Synod on the Middle East

In describing the living conditions of Christians in Muslim countries in the Middle East, the bishops used understandably prudent words. With a few exceptions. One of the most unvarnished was the representative in Jordan for the patriarchate of the Iraqi Chaldeans. He said that there is “a deliberate campaign to drive out the Christians. There are Satanic plans by extremist fundamentalist groups against Christians not only in Iraq, but in all the Middle East.” The Iranian Thomas Meram, archbishop of Urmya of the Chaldeans, did not hesitate to quote the psalm of David: “For you we are massacred every day.” And he continued: “Every day Christians hear it said, from the loudspeakers, from the television, from the newspapers, that they are infidels, and for this reason they are treated as second-class citizens.”

The Arab countries of the Gulf “have a great need for manual labor,” [surely not because Arabs consider it beneath their dignity to labour? ] explained the Syro-Malabar Indian bishop Bosco Puthur, from whose region 430,000 people have departed. But what awaits these emigrants is very bitter, if measured according to religious and civil liberties. The archbishop of Addis Ababa, Berhaneyesus Demerew Souraphiel, said that the thousands of women who leave Ethiopia for the Middle East each year, to work as maids, in order to obtain entry visas “change their Christian names to Muslim names, and dress as Muslims, being indirectly forced to renounce their roots,” and in any case go to meet a life of “exploitation and abuse.”
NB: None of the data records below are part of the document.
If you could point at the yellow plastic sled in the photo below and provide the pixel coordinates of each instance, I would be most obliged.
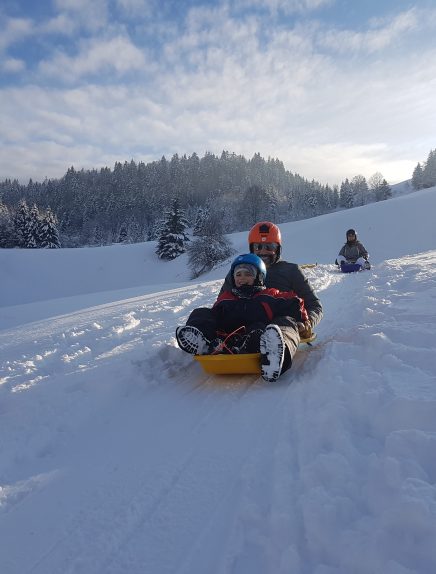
(248, 363)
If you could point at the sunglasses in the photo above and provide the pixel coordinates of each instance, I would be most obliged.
(265, 247)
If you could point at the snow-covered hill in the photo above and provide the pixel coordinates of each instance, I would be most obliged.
(119, 455)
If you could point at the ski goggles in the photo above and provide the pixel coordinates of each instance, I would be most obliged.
(265, 247)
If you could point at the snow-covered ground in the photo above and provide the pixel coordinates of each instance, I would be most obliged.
(118, 455)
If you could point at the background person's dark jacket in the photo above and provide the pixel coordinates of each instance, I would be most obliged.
(352, 250)
(231, 311)
(286, 276)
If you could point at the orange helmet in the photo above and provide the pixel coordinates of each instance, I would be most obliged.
(265, 232)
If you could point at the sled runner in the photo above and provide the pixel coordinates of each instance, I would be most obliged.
(350, 267)
(244, 363)
(353, 267)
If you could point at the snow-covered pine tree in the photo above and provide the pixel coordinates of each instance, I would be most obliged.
(6, 227)
(22, 224)
(211, 248)
(49, 235)
(379, 188)
(418, 177)
(34, 229)
(172, 239)
(429, 172)
(122, 234)
(346, 195)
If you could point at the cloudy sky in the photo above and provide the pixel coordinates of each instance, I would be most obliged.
(333, 88)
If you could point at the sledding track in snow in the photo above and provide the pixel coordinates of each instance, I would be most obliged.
(118, 454)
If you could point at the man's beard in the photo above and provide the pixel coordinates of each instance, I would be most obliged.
(268, 259)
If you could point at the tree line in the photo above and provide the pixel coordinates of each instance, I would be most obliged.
(424, 175)
(132, 201)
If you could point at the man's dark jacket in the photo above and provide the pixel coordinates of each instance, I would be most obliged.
(286, 276)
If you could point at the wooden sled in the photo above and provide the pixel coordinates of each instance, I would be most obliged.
(248, 363)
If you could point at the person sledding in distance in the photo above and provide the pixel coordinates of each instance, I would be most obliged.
(248, 318)
(265, 241)
(353, 254)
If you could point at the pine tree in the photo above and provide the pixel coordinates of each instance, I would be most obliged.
(49, 235)
(379, 189)
(346, 195)
(418, 177)
(172, 239)
(6, 227)
(429, 172)
(22, 224)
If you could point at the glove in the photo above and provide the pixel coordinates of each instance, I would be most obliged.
(305, 330)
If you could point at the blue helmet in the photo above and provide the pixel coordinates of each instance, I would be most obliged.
(254, 261)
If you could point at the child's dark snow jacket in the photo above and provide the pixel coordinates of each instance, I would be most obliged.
(231, 311)
(286, 276)
(352, 250)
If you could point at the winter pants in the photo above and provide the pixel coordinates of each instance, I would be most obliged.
(205, 321)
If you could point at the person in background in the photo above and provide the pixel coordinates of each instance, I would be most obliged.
(265, 241)
(353, 252)
(248, 318)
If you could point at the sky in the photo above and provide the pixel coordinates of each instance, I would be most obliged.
(119, 454)
(333, 88)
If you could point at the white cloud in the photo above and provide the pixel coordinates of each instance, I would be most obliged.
(83, 14)
(231, 83)
(285, 6)
(12, 65)
(14, 30)
(383, 34)
(115, 55)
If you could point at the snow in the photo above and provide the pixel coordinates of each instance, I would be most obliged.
(118, 454)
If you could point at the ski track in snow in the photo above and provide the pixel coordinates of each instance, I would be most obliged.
(237, 475)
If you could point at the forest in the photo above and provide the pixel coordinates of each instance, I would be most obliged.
(200, 196)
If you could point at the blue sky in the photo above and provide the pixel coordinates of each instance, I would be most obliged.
(333, 88)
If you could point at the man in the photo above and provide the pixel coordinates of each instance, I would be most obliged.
(353, 251)
(265, 241)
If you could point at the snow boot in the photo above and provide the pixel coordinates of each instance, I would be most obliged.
(192, 340)
(251, 342)
(272, 353)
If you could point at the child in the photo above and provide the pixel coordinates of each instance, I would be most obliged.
(353, 252)
(249, 318)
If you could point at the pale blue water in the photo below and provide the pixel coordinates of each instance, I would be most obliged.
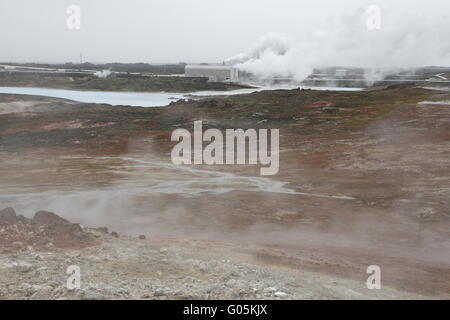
(137, 99)
(143, 99)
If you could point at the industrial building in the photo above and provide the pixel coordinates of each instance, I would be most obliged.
(213, 73)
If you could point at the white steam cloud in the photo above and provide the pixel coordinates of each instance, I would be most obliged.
(401, 42)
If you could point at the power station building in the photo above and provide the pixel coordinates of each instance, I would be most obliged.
(213, 73)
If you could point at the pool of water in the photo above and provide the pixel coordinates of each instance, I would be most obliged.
(136, 99)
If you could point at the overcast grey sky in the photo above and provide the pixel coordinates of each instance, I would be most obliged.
(170, 30)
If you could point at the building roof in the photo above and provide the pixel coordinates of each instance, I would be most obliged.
(208, 67)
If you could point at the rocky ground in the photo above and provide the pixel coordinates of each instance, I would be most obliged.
(369, 173)
(34, 263)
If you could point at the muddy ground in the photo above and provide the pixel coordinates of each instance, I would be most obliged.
(366, 173)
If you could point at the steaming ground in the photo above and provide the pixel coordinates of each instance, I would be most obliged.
(343, 200)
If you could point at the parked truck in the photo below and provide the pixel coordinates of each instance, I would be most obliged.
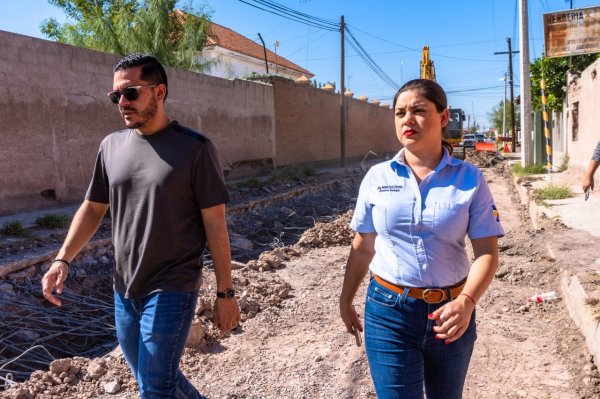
(453, 132)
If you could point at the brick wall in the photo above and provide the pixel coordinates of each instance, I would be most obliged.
(307, 122)
(54, 112)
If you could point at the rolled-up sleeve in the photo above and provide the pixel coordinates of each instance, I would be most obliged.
(484, 217)
(362, 220)
(596, 154)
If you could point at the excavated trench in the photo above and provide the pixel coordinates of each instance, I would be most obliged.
(34, 332)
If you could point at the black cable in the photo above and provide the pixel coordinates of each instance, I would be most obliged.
(369, 60)
(373, 67)
(293, 18)
(283, 8)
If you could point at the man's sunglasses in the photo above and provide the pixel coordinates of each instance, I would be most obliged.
(131, 93)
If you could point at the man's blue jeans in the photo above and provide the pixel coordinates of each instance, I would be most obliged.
(404, 356)
(152, 332)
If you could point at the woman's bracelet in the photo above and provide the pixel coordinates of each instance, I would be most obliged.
(470, 297)
(61, 260)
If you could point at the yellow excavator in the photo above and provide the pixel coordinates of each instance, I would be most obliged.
(454, 130)
(427, 68)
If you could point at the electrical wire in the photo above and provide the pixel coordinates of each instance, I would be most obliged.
(353, 42)
(297, 17)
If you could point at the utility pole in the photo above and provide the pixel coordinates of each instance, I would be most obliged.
(504, 108)
(526, 126)
(512, 95)
(342, 97)
(265, 50)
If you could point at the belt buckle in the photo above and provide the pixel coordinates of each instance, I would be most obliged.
(435, 293)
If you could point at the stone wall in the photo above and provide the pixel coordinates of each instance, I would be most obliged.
(307, 126)
(54, 112)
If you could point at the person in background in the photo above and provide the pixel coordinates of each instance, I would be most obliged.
(588, 178)
(411, 218)
(167, 196)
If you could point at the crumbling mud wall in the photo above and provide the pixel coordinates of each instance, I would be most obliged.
(308, 126)
(54, 112)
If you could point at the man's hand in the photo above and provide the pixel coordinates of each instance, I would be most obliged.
(587, 183)
(54, 280)
(226, 314)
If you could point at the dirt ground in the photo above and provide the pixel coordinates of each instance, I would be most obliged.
(297, 347)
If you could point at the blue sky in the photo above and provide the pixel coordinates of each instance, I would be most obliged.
(462, 36)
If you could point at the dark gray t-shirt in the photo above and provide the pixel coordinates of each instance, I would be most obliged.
(156, 186)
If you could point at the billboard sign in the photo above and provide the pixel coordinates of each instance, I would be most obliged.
(572, 32)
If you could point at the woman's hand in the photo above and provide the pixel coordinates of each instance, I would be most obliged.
(452, 319)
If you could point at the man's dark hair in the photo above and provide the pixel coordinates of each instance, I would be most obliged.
(152, 70)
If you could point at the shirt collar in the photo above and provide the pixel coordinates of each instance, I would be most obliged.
(399, 160)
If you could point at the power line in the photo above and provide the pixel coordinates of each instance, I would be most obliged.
(370, 61)
(291, 11)
(281, 11)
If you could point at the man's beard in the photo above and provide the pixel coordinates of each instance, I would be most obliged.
(146, 115)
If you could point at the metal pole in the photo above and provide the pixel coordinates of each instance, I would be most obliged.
(342, 97)
(527, 145)
(512, 99)
(265, 50)
(546, 128)
(504, 108)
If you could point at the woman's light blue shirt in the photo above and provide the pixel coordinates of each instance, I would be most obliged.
(421, 228)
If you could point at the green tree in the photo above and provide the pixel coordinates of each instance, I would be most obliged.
(175, 37)
(496, 116)
(554, 72)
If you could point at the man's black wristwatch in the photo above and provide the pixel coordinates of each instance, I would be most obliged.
(227, 294)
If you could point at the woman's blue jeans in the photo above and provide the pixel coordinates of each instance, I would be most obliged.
(152, 332)
(404, 356)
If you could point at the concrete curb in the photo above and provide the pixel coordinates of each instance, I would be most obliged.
(571, 288)
(575, 299)
(30, 260)
(13, 265)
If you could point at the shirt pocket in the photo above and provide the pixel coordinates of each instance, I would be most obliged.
(451, 220)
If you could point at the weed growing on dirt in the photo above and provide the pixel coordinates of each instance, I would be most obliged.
(553, 191)
(564, 164)
(13, 228)
(537, 169)
(53, 221)
(594, 305)
(292, 172)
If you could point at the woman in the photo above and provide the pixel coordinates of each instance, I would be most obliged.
(411, 218)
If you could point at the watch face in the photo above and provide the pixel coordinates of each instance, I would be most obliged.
(228, 293)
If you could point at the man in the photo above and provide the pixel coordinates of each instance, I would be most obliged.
(167, 199)
(588, 178)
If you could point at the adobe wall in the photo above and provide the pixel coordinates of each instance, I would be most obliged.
(54, 113)
(308, 126)
(586, 91)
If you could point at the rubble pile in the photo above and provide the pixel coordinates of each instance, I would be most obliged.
(484, 159)
(337, 232)
(78, 378)
(277, 227)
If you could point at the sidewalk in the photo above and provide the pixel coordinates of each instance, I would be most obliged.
(577, 214)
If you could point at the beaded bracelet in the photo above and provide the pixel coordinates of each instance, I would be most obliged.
(61, 260)
(470, 297)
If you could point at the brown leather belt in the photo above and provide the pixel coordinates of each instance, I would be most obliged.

A third block of proposals concerned “the need to recover the missionary aspect of the Church.” A new and courageous proposal in predominantly Muslim countries, on the part of Churches that for historical reasons and motives of survival have largely closed in on themselves. Coptic Egyptian bishop Youhannes Zakaria of Luxor said that in spite of the difficulties and the dangers, “our Church must not be afraid or ashamed, it must not hesitate to obey the mandate of Lord, who asks it to continue preaching the Gospel.” And the Chaldean Iranian archbishop of Tehran, Ramzi Garmou, delved even deeper into this need. After saying that “a new missionary impulse” is vital “to knock over the ethnic and nationalist barriers that threaten to asphyxiate and make sterile the Churches of the East,” he recalled “the fundamental importance of monastic life for the renewal and reawakening of our Churches.” And he continued: “This form of life that was born in the East, was at the origin of an extraordinary missionary expansion and an admirable witness of our churches during the first centuries. History teaches us that the bishops were chosen among the monks, that is to say men of prayer and with a deep spiritual life, having vast experience in the ‘things of God.’